The LLM::Stream class provides many hooks that a subclass can implement. They range from being notified when a tool call starts to when a tool call finishes, or when a conversation is due to be compacted because the context window exceeded a defined limit. All these callbacks support a responsive user interface where the user is always aware of what is happening behind the scenes.

class Stream < LLM::Stream
  def on_content(content)
    puts content
  end

  def on_reasoning_content(content)
    puts content
  end

  def on_tool_call(tool, error)
    # this callback can be used to either log a tool call,
    # or execute a tool call during a stream.
  end

  def on_tool_return(tool, result)
  end

  def on_compaction(ctx, compactor)
    # this callback is called *before* a compact happens
  end

  def on_compaction_finish(ctx, compactor)
    # this callback is called *after* a compact happens
  end
end

Cancellation

Cancel a request

A common scenario when communicating with a model is to want to cancel the request mid-stream. This could be done for a number of different reasons, most often because the user made a mistake, or the model is making a mistake and the user wants to cancel the action.

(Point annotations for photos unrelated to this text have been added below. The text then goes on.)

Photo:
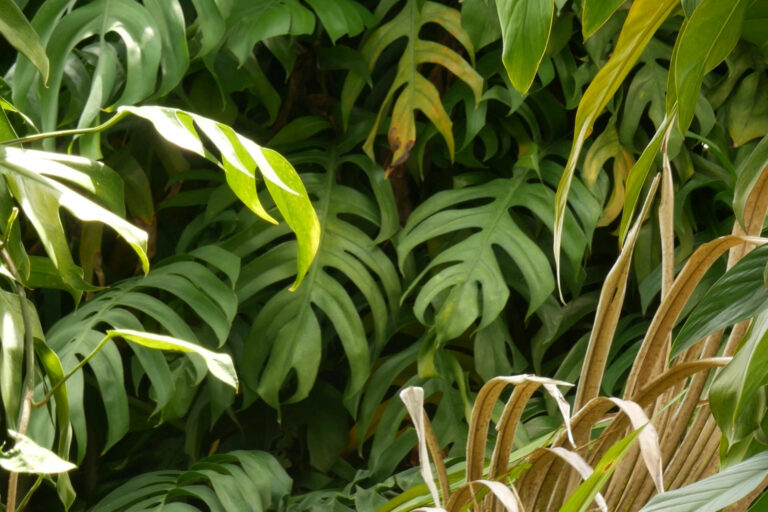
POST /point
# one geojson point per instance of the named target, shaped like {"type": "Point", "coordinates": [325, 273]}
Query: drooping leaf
{"type": "Point", "coordinates": [240, 157]}
{"type": "Point", "coordinates": [715, 492]}
{"type": "Point", "coordinates": [412, 89]}
{"type": "Point", "coordinates": [643, 19]}
{"type": "Point", "coordinates": [595, 13]}
{"type": "Point", "coordinates": [525, 27]}
{"type": "Point", "coordinates": [342, 17]}
{"type": "Point", "coordinates": [43, 183]}
{"type": "Point", "coordinates": [468, 283]}
{"type": "Point", "coordinates": [220, 365]}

The runtime has built-in support for cancellation. So for example it is possible to cancel a request on the main thread from a secondary thread. A number of things happen when a request is cancelled. First the request is cancelled at the transport level, and each transport handles it a little differently. The net effect in every case is that the connection is closed.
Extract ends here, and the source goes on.